In its 2020 ETO, it set out that fossil fuels will account for 54% of primary energy supply in 2050 – compared to around 80% today. CO2 emissions from energy use are set to fall just 15% to 2035, before dropping 40% to 2050, with the oil and gas industry accounting for more than 80% of world energy-related carbon emissions in 2050. The scaling of hydrogen and carbon capture storage (CCS) technology will be a catalyst to begin deeply decarbonising the oil and gas value chain after 2035 and transform the oil and gas industry’s ability to remove significant amounts of carbon emissions.
From the mid-2020s, natural gas will become the world’s largest energy source, before global gas demand peaks around 2035. This will result in three significant developments: the amount of natural gas used for power generation will fall as renewables scale significantly and electricity replaces natural gas in sectors where feasible to do so; natural gas will be partially decarbonised through gas reforming and CCS to produce blue hydrogen; and green hydrogen will join decarbonised gas in replacing some of the final demand for natural gas, mostly in hard-to-abate sectors.
By 2050, 13% of natural gas supply was forecast to be decarbonised through CCS, with hydrogen partly realising its potential to become the “low carbon fuel of the future” to complement renewables around this time. Future policy changes could impact this, however, with the report citing the 2019 ETO which forecast energy demand for hydrogen as an energy carrier to be 7EJ/ year in 2050. Since then, policies and initiatives in Europe, China and North America, such as net zero targets and hydrogen strategies, have led DNV GL to increase its forecast to 24EJ/ year.
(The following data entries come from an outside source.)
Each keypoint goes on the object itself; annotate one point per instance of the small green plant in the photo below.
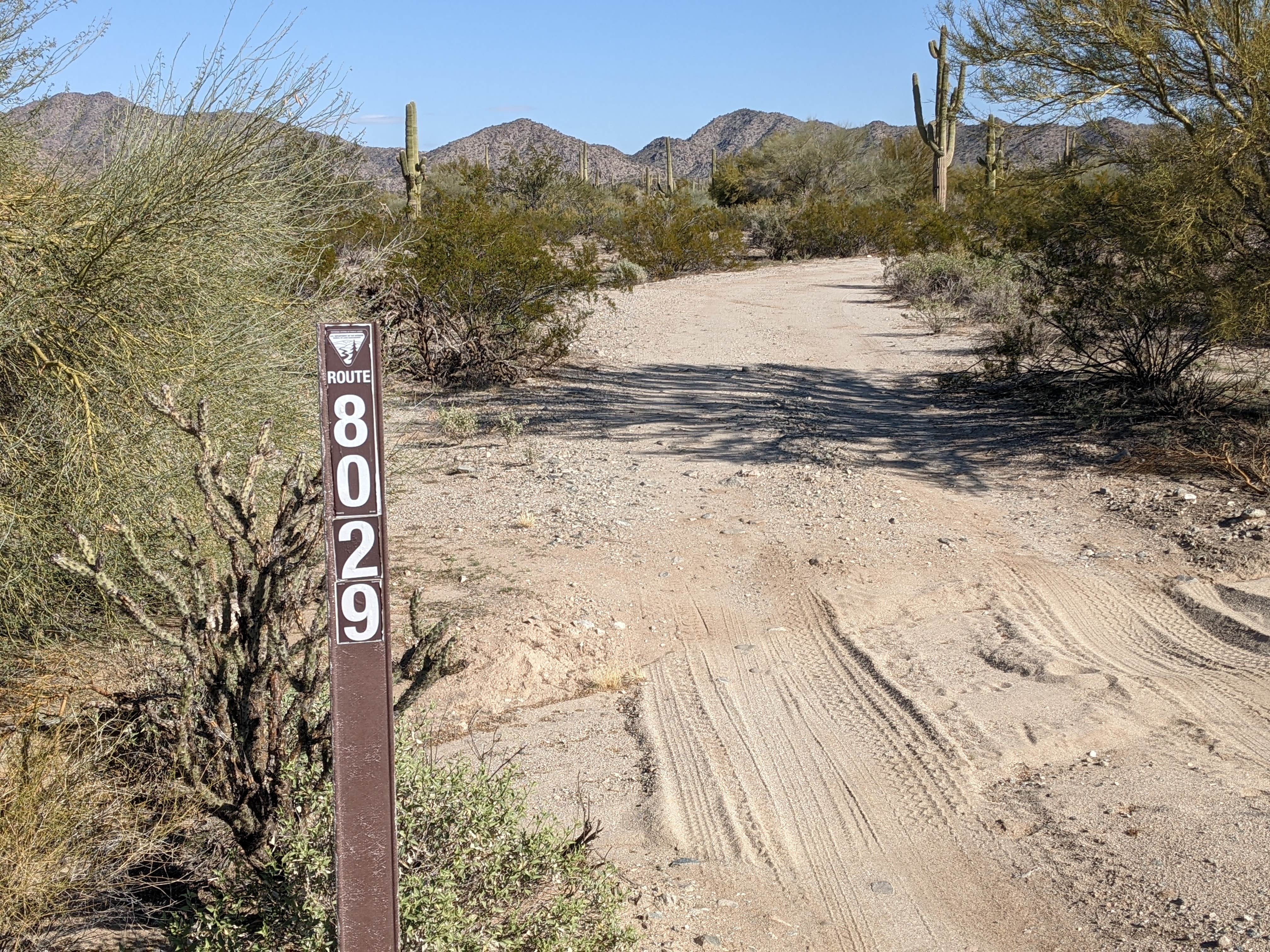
(933, 314)
(478, 871)
(458, 423)
(479, 291)
(510, 427)
(982, 289)
(624, 276)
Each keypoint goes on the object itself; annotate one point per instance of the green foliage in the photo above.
(478, 871)
(478, 291)
(815, 162)
(982, 289)
(188, 259)
(624, 275)
(676, 234)
(835, 229)
(458, 423)
(511, 427)
(533, 181)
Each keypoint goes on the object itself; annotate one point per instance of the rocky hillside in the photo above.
(72, 130)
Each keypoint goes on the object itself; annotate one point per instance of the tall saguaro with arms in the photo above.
(361, 655)
(940, 134)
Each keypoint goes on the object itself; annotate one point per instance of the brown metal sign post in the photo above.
(361, 655)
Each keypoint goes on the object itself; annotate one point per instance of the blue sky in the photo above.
(619, 74)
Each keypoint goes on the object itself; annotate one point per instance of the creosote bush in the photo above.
(477, 292)
(239, 631)
(478, 871)
(676, 234)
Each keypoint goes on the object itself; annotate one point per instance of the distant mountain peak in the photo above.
(74, 125)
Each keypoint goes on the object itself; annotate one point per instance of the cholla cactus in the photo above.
(940, 135)
(412, 168)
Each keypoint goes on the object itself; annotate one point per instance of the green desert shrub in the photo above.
(982, 289)
(624, 275)
(678, 234)
(475, 291)
(186, 258)
(478, 871)
(769, 228)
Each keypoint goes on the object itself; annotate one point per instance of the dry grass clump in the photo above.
(79, 842)
(615, 678)
(458, 423)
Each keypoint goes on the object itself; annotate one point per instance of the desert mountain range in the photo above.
(78, 124)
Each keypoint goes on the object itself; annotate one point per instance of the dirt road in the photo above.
(869, 667)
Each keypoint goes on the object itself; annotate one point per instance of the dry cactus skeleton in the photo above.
(244, 624)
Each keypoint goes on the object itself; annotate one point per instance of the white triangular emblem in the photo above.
(348, 344)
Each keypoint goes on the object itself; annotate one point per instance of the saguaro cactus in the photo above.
(940, 135)
(994, 154)
(412, 169)
(1068, 149)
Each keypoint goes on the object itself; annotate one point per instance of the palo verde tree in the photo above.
(1197, 68)
(940, 134)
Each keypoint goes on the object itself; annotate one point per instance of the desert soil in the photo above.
(843, 660)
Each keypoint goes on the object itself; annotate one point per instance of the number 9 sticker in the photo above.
(360, 612)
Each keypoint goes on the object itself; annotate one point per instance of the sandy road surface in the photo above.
(878, 694)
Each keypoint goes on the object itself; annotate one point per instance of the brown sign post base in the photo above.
(361, 652)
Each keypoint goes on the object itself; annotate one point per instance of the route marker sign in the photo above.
(361, 652)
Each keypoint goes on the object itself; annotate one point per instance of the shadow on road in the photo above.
(787, 413)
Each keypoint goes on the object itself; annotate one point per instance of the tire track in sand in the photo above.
(797, 753)
(1135, 631)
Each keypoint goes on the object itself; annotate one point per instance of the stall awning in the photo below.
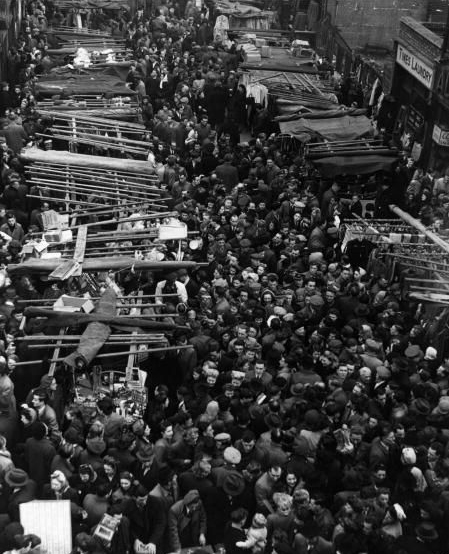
(353, 165)
(334, 128)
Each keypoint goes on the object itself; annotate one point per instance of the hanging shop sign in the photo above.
(416, 67)
(440, 136)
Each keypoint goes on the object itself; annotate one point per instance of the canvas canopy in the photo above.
(347, 127)
(353, 165)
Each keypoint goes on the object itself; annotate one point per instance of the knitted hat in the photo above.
(408, 456)
(259, 520)
(231, 455)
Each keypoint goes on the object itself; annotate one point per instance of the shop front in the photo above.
(421, 123)
(412, 88)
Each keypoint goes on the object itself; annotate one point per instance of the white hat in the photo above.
(431, 353)
(408, 456)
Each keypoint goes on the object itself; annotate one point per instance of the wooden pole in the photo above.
(407, 218)
(113, 354)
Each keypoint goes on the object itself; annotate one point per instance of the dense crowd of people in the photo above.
(310, 413)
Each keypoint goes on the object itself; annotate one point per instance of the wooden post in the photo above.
(420, 227)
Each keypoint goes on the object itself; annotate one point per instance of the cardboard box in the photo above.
(253, 56)
(53, 236)
(67, 303)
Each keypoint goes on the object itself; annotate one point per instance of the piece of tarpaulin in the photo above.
(334, 128)
(353, 165)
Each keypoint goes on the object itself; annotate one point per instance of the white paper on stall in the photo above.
(51, 521)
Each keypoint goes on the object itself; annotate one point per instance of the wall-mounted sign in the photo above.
(416, 67)
(440, 136)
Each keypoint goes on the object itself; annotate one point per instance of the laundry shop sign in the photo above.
(416, 67)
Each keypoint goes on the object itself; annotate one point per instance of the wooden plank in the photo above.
(133, 347)
(80, 249)
(56, 351)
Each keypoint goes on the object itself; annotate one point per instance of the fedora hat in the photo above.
(234, 484)
(16, 478)
(145, 452)
(96, 446)
(297, 389)
(426, 531)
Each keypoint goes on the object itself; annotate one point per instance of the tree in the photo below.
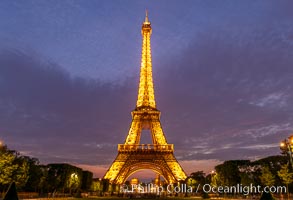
(267, 178)
(12, 168)
(286, 176)
(87, 179)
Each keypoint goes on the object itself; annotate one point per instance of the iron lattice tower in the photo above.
(133, 156)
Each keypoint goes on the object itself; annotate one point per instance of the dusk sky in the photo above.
(69, 72)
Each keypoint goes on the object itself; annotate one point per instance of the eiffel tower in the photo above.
(133, 156)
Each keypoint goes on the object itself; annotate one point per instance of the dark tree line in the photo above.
(30, 176)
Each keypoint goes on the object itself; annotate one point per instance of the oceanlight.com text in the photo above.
(206, 188)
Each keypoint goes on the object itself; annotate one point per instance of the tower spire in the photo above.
(146, 96)
(146, 16)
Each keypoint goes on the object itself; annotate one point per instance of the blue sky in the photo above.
(69, 74)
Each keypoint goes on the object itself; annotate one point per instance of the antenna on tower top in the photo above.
(146, 16)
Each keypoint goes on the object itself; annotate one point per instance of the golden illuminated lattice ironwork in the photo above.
(133, 156)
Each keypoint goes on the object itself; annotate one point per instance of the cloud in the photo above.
(225, 92)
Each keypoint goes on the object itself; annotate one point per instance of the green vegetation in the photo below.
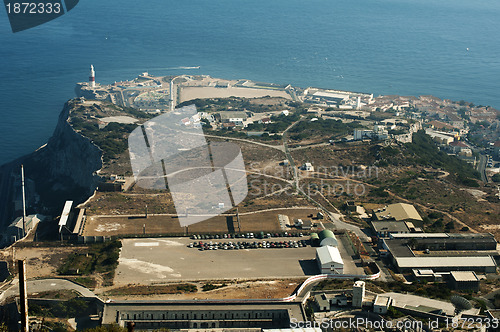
(100, 258)
(112, 139)
(154, 290)
(496, 177)
(322, 127)
(64, 309)
(424, 152)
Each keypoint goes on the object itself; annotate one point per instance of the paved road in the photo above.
(45, 285)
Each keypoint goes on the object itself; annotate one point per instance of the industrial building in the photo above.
(202, 315)
(483, 264)
(398, 212)
(327, 238)
(442, 252)
(236, 117)
(381, 304)
(383, 229)
(329, 260)
(464, 280)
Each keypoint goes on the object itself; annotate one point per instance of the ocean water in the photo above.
(380, 46)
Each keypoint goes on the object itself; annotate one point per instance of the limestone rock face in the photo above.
(63, 169)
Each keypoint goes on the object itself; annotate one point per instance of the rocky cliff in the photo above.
(64, 169)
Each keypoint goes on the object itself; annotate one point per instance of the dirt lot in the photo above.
(40, 262)
(168, 224)
(159, 260)
(229, 289)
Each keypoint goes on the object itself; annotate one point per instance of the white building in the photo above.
(15, 230)
(307, 167)
(329, 260)
(381, 304)
(358, 294)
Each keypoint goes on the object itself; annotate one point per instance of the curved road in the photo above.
(45, 285)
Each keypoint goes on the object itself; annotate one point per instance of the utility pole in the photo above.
(24, 202)
(238, 219)
(21, 265)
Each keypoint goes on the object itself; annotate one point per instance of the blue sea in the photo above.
(380, 46)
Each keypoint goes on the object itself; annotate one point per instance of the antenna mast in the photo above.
(24, 201)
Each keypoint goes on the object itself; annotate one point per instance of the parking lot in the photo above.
(154, 260)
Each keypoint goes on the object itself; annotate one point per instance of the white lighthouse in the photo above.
(92, 77)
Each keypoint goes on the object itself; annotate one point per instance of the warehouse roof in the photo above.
(464, 276)
(399, 212)
(432, 262)
(329, 254)
(326, 233)
(390, 226)
(226, 115)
CCS will play an integral role in scaling hydrogen from 2035, with the report acknowledging that while costs of electrolysers and renewable energy will fall over the next decade, making green hydrogen more viable, blue hydrogen has lower production costs and could have an equally low carbon footprint. When considering the synergies with the operation of infrastructure for natural gas, blue hydrogen could serve as a “particularly appealing starting point” for scaling the hydrogen economy. In 2030, it projected 85% of hydrogen used as an energy carrier to be blue.
There will likely be a symbiotic rollout of hydrogen deployment and uptake of CCS, with blue hydrogen production accounting for a significant share of CCS deployment and a dominant share of demand for hydrogen as an energy carrier. Green hydrogen will significantly increase from 2035, growing at a faster pace than blue hydrogen in the 2040s, with production levels of both being relatively equal by mid-century. The split would differ by region as strategies for hydrogen vary owed to national resources and priorities.
With CCS “extremely sensitive” to the carbon price, the hydrogen economy is sensitive to the level at which CCS scales which, in turn, is key to scaling hydrogen. Along with exploiting synergies with natural gas, supportive policies such as national hydrogen strategies will be key to turning ambition for the hydrogen economy into reality. In the shorter-term, the oil and gas industry can help to scale the hydrogen economy by proving the safety case for hydrogen – key for broad acceptance and adoption – as well as developing and adapting infrastructure. DNV GL stressed the need for partnerships among government, industry and associations, labelling them “crucial” to scaling innovation and new technologies for decarbonisation. CEO DNV GL – Oil & Gas, Liv Hovem said: “Collaboration on frameworks for making hydrogen and CCS safe, effective, and commercially viable will give the oil and gas industry the certainty it needs to manage new risks and accelerate its transformation towards a low-carbon future.”